Hi Shameer,
On 11/20/25 2:21 PM, Shameer Kolothum wrote:
> For certain vIOMMU implementations, such as SMMUv3 in accelerated mode,
> the translation tables are programmed directly into the physical SMMUv3
> in a nested configuration. While QEMU knows where the guest tables live,
> safely walking them in software would require trapping and ordering all
> guest invalidations on every command queue. Without this, QEMU could race
> with guest updates and walk stale or freed page tables.
>
> This constraint is fundamental to the design of HW-accelerated vSMMU when
> used with downstream vfio-pci endpoint devices, where QEMU must never walk
> guest translation tables and must rely on the physical SMMU for
> translation.
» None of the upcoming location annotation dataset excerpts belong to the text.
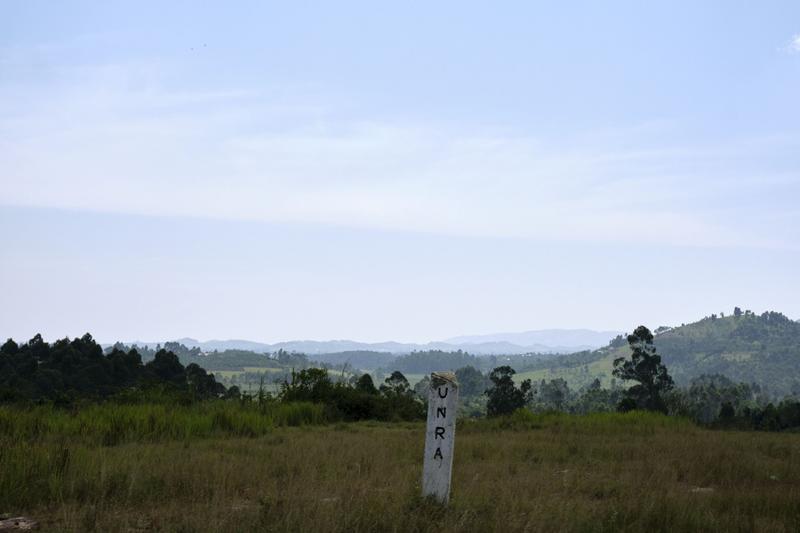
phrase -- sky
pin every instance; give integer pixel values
(413, 171)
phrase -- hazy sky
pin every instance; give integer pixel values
(407, 172)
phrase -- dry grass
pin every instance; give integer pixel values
(549, 473)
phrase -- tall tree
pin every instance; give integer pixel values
(504, 396)
(646, 369)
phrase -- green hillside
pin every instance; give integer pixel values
(762, 349)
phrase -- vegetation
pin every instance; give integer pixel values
(504, 396)
(645, 369)
(603, 472)
(78, 369)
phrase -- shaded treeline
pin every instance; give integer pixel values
(68, 370)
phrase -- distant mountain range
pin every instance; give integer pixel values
(763, 349)
(554, 341)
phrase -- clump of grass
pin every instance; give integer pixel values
(112, 424)
(545, 472)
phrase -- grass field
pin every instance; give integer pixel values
(633, 472)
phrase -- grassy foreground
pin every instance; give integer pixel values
(633, 472)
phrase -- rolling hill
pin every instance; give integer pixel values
(762, 349)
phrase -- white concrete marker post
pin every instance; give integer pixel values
(440, 436)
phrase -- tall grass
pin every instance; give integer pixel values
(547, 472)
(112, 424)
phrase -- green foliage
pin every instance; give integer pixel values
(361, 401)
(504, 396)
(471, 382)
(69, 370)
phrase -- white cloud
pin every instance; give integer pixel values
(114, 145)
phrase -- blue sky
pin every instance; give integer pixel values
(409, 172)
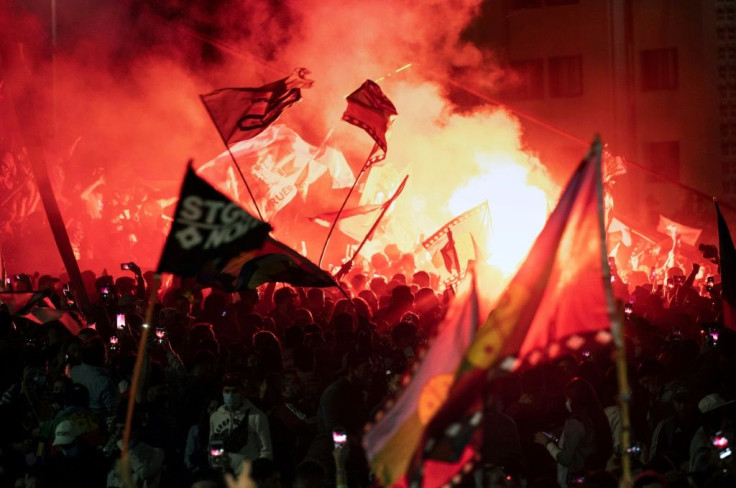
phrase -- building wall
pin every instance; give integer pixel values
(665, 115)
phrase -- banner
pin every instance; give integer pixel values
(278, 164)
(372, 111)
(452, 245)
(208, 230)
(242, 113)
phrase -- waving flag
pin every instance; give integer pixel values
(390, 442)
(456, 242)
(689, 235)
(357, 222)
(242, 113)
(208, 230)
(561, 291)
(274, 262)
(372, 111)
(278, 164)
(727, 254)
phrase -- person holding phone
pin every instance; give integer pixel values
(586, 442)
(242, 427)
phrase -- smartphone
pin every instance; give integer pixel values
(339, 438)
(216, 453)
(721, 443)
(160, 335)
(121, 321)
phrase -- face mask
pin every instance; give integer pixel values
(40, 380)
(232, 399)
(70, 451)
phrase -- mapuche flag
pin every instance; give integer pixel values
(372, 111)
(562, 290)
(208, 230)
(242, 113)
(390, 442)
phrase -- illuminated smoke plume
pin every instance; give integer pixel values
(129, 72)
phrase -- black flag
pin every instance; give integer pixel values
(208, 230)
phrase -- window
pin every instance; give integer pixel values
(658, 69)
(566, 76)
(663, 159)
(526, 81)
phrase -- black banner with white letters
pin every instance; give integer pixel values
(208, 230)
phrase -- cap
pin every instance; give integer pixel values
(712, 402)
(66, 432)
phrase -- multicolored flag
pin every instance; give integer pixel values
(274, 262)
(390, 442)
(278, 165)
(242, 113)
(208, 230)
(727, 254)
(560, 292)
(372, 111)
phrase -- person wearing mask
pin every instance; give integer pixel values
(586, 442)
(73, 463)
(239, 425)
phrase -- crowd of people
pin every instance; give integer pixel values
(270, 375)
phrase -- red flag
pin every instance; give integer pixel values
(689, 235)
(561, 291)
(389, 443)
(372, 111)
(242, 113)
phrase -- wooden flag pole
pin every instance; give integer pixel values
(615, 314)
(25, 112)
(342, 207)
(235, 162)
(125, 468)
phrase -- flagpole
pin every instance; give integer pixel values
(615, 315)
(124, 467)
(235, 162)
(342, 207)
(349, 263)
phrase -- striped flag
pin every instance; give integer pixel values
(560, 292)
(390, 442)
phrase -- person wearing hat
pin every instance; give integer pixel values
(240, 425)
(671, 438)
(73, 463)
(707, 453)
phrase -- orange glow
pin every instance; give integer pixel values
(518, 210)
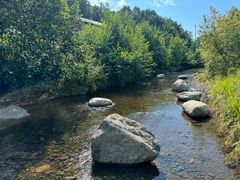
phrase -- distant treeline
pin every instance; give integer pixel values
(43, 42)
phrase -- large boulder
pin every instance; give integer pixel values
(11, 115)
(196, 109)
(189, 95)
(180, 86)
(13, 112)
(123, 141)
(160, 76)
(100, 102)
(182, 77)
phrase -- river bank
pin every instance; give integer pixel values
(218, 104)
(56, 138)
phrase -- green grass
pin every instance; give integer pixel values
(225, 102)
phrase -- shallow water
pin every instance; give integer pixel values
(58, 133)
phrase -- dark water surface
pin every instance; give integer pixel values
(58, 132)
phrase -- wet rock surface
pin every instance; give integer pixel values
(189, 95)
(123, 141)
(182, 77)
(196, 109)
(180, 86)
(100, 102)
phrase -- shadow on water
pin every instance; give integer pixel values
(27, 143)
(145, 171)
(58, 134)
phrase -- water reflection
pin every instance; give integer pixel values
(145, 171)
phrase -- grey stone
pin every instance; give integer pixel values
(100, 102)
(13, 112)
(182, 77)
(161, 76)
(123, 141)
(180, 86)
(189, 95)
(11, 115)
(196, 109)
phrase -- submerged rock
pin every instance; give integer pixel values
(161, 76)
(182, 77)
(100, 102)
(196, 109)
(189, 95)
(180, 86)
(123, 141)
(13, 112)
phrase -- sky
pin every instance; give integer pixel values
(188, 13)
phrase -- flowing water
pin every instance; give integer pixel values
(57, 134)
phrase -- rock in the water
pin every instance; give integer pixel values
(182, 77)
(123, 141)
(189, 95)
(11, 115)
(196, 109)
(13, 112)
(100, 102)
(180, 86)
(42, 168)
(160, 76)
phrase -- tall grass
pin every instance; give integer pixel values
(225, 102)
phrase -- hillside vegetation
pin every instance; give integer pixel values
(44, 43)
(219, 47)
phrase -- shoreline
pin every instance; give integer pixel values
(215, 119)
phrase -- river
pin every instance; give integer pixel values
(58, 133)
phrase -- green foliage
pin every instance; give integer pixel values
(226, 92)
(35, 40)
(220, 37)
(44, 43)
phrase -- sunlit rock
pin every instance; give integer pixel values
(189, 95)
(182, 77)
(160, 76)
(196, 109)
(123, 141)
(180, 86)
(100, 102)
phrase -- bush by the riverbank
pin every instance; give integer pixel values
(225, 103)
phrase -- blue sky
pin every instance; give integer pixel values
(186, 12)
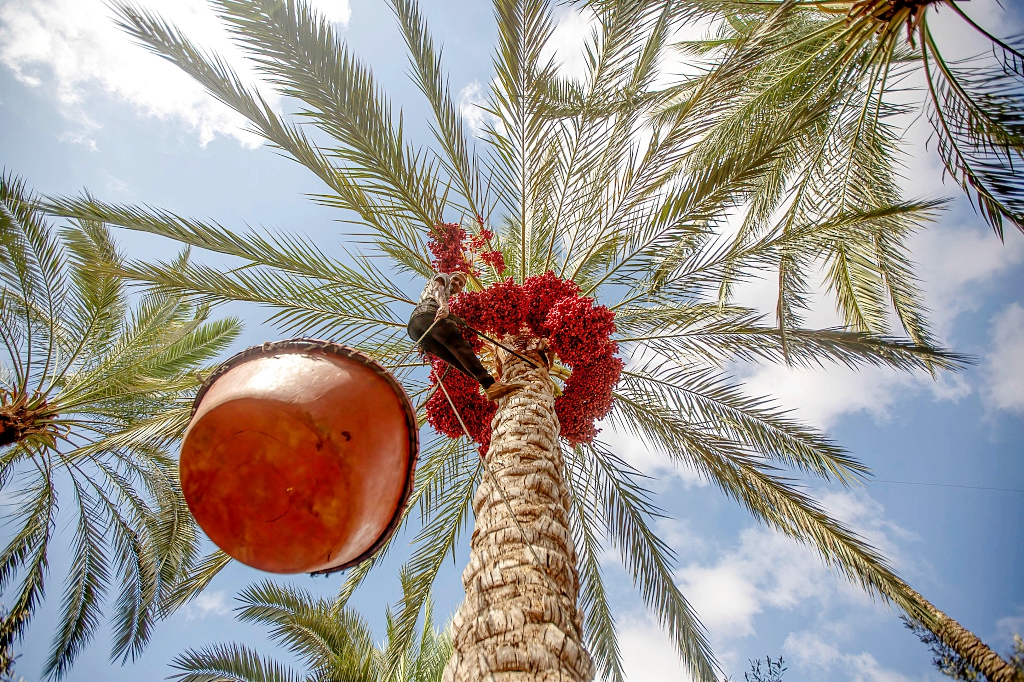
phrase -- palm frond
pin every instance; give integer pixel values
(229, 662)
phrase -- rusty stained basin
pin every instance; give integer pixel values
(299, 457)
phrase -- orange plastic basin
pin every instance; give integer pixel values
(299, 457)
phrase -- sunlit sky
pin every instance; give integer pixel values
(81, 107)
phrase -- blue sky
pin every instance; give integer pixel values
(80, 107)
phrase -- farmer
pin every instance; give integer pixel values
(445, 340)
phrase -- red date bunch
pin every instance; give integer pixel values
(578, 332)
(454, 252)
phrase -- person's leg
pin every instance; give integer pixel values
(446, 341)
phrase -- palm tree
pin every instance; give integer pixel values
(849, 61)
(858, 54)
(333, 641)
(93, 391)
(591, 193)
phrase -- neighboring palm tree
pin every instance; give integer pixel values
(92, 391)
(596, 195)
(849, 62)
(851, 59)
(333, 642)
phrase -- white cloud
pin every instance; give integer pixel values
(647, 653)
(74, 47)
(1005, 360)
(960, 265)
(572, 29)
(810, 651)
(651, 462)
(768, 569)
(472, 107)
(207, 604)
Future accelerated vSMMU features, such as virtual CMDQ, will
> also prevent trapping invalidations, reinforcing this restriction.
>
> For vfio-pci endpoints behind such a vSMMU, the only translation QEMU
> needs is for the MSI doorbell used when setting up KVM MSI route tables.
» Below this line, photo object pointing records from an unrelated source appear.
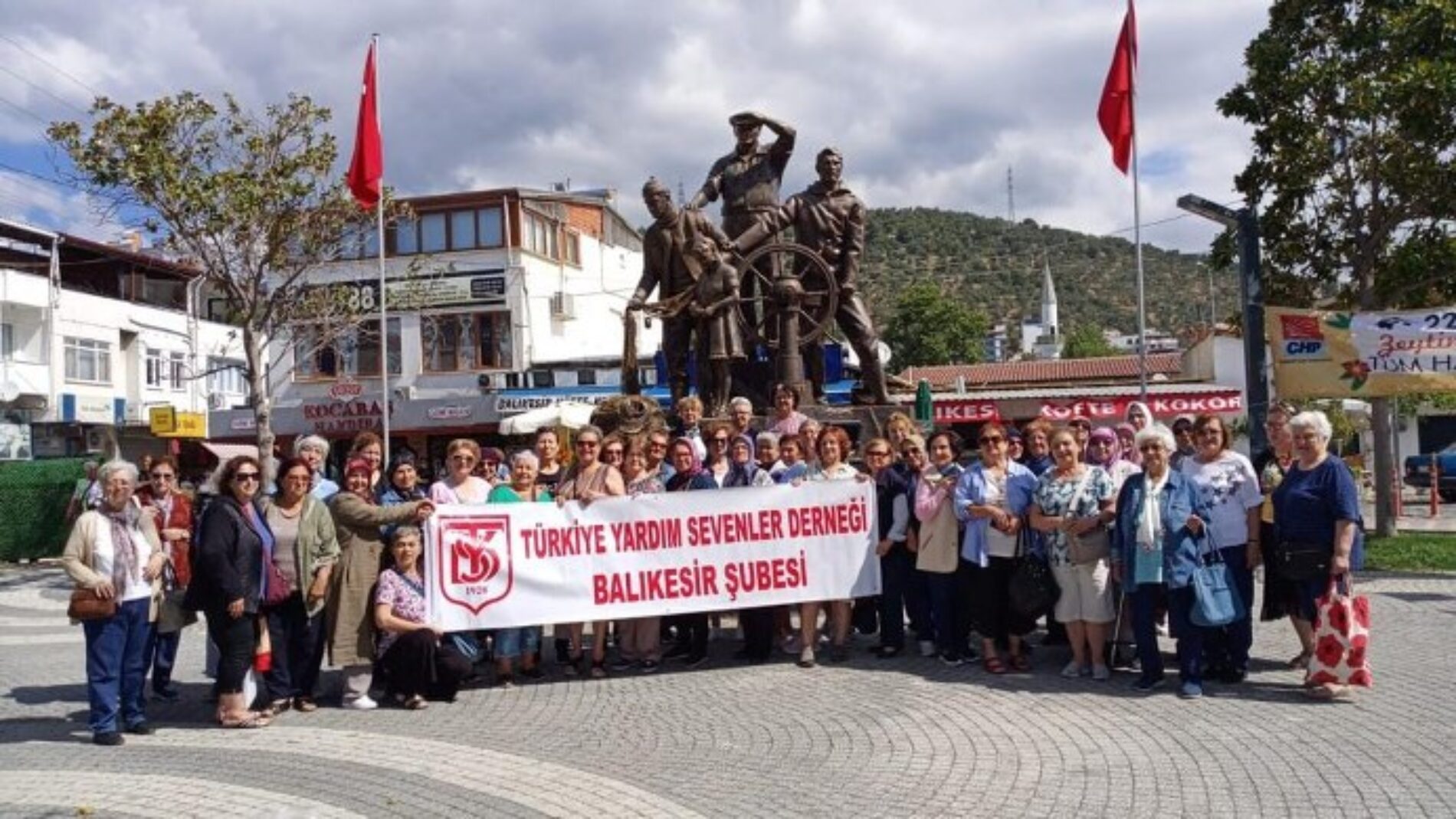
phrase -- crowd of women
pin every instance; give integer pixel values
(1119, 517)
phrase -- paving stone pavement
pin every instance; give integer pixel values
(868, 738)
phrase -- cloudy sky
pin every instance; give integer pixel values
(931, 100)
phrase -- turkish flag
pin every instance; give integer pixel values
(1114, 114)
(367, 166)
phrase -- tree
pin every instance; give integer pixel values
(1353, 105)
(931, 326)
(1085, 341)
(251, 201)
> Instead of attempting a software walk, introduce an optional vIOMMU
> callback that returns the MSI doorbell GPA directly.
>
> kvm_arch_fixup_msi_route() uses this callback when available and ignores
> the guest provided IOVA in that case.
>
> If the vIOMMU does not implement the callback, we fall back to the
> existing IOMMU based address space translation path.
>
> This ensures correct MSI routing for accelerated SMMUv3 + VFIO passthrough
> while avoiding unsafe software walks of guest translation tables.
>
> Cc: Michael S. Tsirkin <[email protected]>
> Signed-off-by: Shameer Kolothum <[email protected]>
> ---
> hw/pci/pci.c | 17 +++++++++++++++++
> include/hw/pci/pci.h | 17 +++++++++++++++++
> target/arm/kvm.c | 18 +++++++++++++++++-
> 3 files changed, 51 insertions(+), 1 deletion(-)
>
> diff --git a/hw/pci/pci.c b/hw/pci/pci.c
> index 55647a6928..201583603f 100644
> --- a/hw/pci/pci.c
> +++ b/hw/pci/pci.c
> @@ -2979,6 +2979,23 @@ bool pci_device_get_iommu_bus_devfn(PCIDevice *dev,
> PCIBus **piommu_bus,
> return aliased;
> }
>
> +bool pci_device_iommu_msi_direct_gpa(PCIDevice *dev, hwaddr *out_doorbell)
> +{
> + PCIBus *bus;
> + PCIBus *iommu_bus;
> + int devfn;
> +
> + pci_device_get_iommu_bus_devfn(dev, &iommu_bus, &bus, &devfn);
> + if (iommu_bus) {
> + if (iommu_bus->iommu_ops->get_msi_direct_gpa) {
> + *out_doorbell = iommu_bus->iommu_ops->get_msi_direct_gpa(bus,
> + iommu_bus->iommu_opaque, devfn);
> + return true;
> + }
> + }
> + return false;
> +}
> +
> AddressSpace *pci_device_iommu_address_space(PCIDevice *dev)
> {
> PCIBus *bus;
> diff --git a/include/hw/pci/pci.h b/include/hw/pci/pci.h
> index dd1c4483a2..0964049044 100644
> --- a/include/hw/pci/pci.h
> +++ b/include/hw/pci/pci.h
> @@ -664,6 +664,22 @@ typedef struct PCIIOMMUOps {
> uint32_t pasid, bool priv_req, bool exec_req,
> hwaddr addr, bool lpig, uint16_t prgi, bool
> is_read,
> bool is_write);
> + /**
> + * @get_msi_direct_gpa: get the guest physical address of MSI doorbell
> + * for the device on a PCI bus.
> + *
> + * Optional callback. If implemented, it must return a valid guest
> + * physical address for the MSI doorbell
> + *
> + * @bus: the #PCIBus being accessed.
> + *
> + * @opaque: the data passed to pci_setup_iommu().
> + *
> + * @devfn: device and function number
> + *
> + * Returns: the guest physical address of the MSI doorbell.
> + */
> + uint64_t (*get_msi_direct_gpa)(PCIBus *bus, void *opaque, int devfn);
> } PCIIOMMUOps;
>
> bool pci_device_get_iommu_bus_devfn(PCIDevice *dev, PCIBus **piommu_bus,
> @@ -672,6 +688,7 @@ AddressSpace *pci_device_iommu_address_space(PCIDevice
> *dev);
> bool pci_device_set_iommu_device(PCIDevice *dev, HostIOMMUDevice *hiod,
> Error **errp);
> void pci_device_unset_iommu_device(PCIDevice *dev);
> +bool pci_device_iommu_msi_direct_gpa(PCIDevice *dev, hwaddr *out_doorbell);
>
> /**
> * pci_device_get_viommu_flags: get vIOMMU flags.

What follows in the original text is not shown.